Laboratory 1: Getting to grips with OpenCV

Introduction

The Computer Vision module consists of both lectures and laboratories. Roughly speaking, the lectures explain what techniques are used to process image or video data, how they work, and how they are combined into complete systems. The laboratories, which is what concern us here, are where you put those ideas and principles into practice.

There are two distinct parts to the programme of laboratories: the first half gets you to write and test routines that provide useful computer vision functionality, while the second half uses these functions in a set of vision applications. The laboratories are self-paced but the routine-writing ones are assessed in the first progress test mid-way through the term, while the applications part is assessed in the second progress test near the end of the term. These progress tests are open-book, meaning that you should make a record what you do and why as you work through the laboratories and then use your records to answer the progress test questions.

There are two widely-used ways of developing computer vision techniques and applications, Matlab and OpenCV. We are going to work with the latter as it makes you more employable in the industry and interfaces better to modern machine learning. OpenCV is written in C++ and has 'wrappers' that allow it to be used from a variety of programming languages; but here the focus will be on the use of Python, again because it has become the norm for research and development. All the examples you are given are in Python, and the library or module that you are expected to extend in the first half of the laboratory programme is also written in Python.
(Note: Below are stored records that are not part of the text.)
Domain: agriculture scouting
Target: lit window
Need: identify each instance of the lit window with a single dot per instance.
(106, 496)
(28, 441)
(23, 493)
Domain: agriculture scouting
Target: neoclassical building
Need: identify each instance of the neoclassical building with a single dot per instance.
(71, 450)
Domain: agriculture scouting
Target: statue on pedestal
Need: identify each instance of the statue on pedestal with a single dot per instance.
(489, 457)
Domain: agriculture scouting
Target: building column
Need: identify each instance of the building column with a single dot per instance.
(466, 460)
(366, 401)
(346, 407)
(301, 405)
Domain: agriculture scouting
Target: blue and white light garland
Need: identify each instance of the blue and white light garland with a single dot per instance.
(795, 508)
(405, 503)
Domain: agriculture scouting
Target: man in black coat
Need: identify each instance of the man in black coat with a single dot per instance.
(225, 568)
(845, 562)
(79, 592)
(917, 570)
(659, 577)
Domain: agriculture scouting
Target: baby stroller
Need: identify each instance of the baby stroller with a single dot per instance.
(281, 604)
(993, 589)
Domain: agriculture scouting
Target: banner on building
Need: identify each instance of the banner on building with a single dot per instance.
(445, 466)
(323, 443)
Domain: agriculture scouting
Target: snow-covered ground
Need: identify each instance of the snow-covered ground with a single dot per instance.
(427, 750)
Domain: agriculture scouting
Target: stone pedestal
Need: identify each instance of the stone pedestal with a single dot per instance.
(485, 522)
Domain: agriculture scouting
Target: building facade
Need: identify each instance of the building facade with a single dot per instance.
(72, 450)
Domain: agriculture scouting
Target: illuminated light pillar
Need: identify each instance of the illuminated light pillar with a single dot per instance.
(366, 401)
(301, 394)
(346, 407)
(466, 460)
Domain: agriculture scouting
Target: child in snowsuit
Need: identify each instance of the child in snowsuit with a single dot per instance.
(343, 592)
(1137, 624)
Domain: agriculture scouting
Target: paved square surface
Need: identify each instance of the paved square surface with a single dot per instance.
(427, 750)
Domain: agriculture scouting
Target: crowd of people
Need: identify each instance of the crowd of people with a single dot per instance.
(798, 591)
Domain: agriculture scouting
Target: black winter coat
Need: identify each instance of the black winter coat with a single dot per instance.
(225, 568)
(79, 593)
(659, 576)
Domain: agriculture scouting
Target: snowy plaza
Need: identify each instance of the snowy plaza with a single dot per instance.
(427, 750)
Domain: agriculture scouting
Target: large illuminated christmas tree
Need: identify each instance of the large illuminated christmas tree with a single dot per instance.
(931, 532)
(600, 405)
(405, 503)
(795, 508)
OpenCV and its Python wrapper run on Windows, Linux and macOS. In previous iterations, the laboratory programme has had to be built around Linux because the Windows port in particular was rather unreliable. However, it now appears to be stable and so you should be able to work on any of the three operating systems. Do bear in mind that the laboratories and progress tests are set on the basis of the Linux and macOS versions of OpenCV so if you're working under Windows, you should ensure that you get the same results as on the machines in our Software Labs or Horizon server under Linux. If you haven't used Linux...then why not? It's the primary free operating system and any self-respecting graduate in the computing or electronics areas should have some experience of it. You will also see that most of the examples expect you to be able to run Python programs from the command line. I have seen first-hand that many students are unable to write complete programs, instead relying on button-clicking in Jupyter or another IDE to run them --- that makes you only half a programmer.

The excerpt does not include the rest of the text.